There’s a new music video out that’s extremely insulting to Asian/Pacific-Islander women.
Filled with sexually explicit lyrics, the video poses a dilemma for artists who want to decry it. That’s because of the Catch-22 of the Internet; by looking at something, you ultimately are supporting it. On social media, any attention is good attention.
The online magazine Hyphen – Asian America Unabridged tackles the video in a post that (warning: this is something you might not want to open at work) includes a screenshot “from your worst Orientalist nightmare” and an excerpt of the obscene lyrics. But it also describes efforts to counter such messages, including a decision by some artists to posts videos of Asian-American female musicians.

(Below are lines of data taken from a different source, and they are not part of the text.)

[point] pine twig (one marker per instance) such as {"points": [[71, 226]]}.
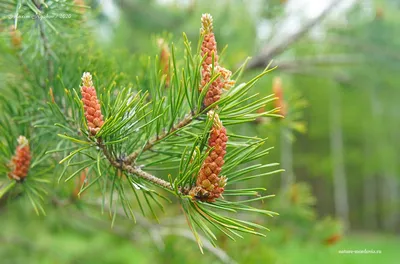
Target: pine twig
{"points": [[46, 46], [186, 120], [125, 165], [263, 59]]}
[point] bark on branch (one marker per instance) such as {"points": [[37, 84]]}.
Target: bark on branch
{"points": [[262, 60]]}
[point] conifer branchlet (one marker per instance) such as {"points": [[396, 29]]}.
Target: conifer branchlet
{"points": [[278, 92]]}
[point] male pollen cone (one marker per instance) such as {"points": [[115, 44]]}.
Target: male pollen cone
{"points": [[215, 89], [91, 104], [209, 186], [278, 92], [21, 161]]}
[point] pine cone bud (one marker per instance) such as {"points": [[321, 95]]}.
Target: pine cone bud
{"points": [[16, 38], [91, 104], [278, 92], [215, 89], [164, 59], [209, 186], [21, 161]]}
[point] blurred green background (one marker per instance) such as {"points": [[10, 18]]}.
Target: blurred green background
{"points": [[338, 62]]}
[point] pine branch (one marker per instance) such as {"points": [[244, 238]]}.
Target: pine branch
{"points": [[186, 120], [125, 165], [46, 45], [268, 54]]}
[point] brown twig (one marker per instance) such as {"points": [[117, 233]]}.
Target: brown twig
{"points": [[185, 121], [126, 166], [268, 54]]}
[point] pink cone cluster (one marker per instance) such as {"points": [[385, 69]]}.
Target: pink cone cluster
{"points": [[21, 161], [209, 49], [209, 185], [91, 104]]}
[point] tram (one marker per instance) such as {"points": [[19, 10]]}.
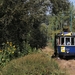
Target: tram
{"points": [[65, 44]]}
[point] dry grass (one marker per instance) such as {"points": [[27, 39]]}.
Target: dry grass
{"points": [[32, 64]]}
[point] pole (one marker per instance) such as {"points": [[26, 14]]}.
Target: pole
{"points": [[71, 17]]}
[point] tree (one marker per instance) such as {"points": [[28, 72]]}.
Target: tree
{"points": [[20, 20]]}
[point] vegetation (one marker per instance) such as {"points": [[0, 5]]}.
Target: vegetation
{"points": [[26, 26], [32, 64]]}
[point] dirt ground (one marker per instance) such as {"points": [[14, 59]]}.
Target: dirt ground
{"points": [[67, 65]]}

Among those taking the opportunity to change the conversation is Twin Cities poet Bao Phi, one of the first people to decide to respond to the bile by directing his Facebook friends’ eyes and ears elsewhere. He wrote:
So there’s this video by a racist, sexist, no-talent band that’s been making the rounds… instead of posting that horrible video by that no-talent racist/sexist band (which would rightfully call out their ignorance but would also unfortunately give them hits), I’m going to post a video featuring independent musical Asian American women as an act of solidarity and resistance.
Phi’s post followed with a link to this video:
Frankly I had a blast checking out the music – some familiar, but much of it new to my ears. And no sexism to be found.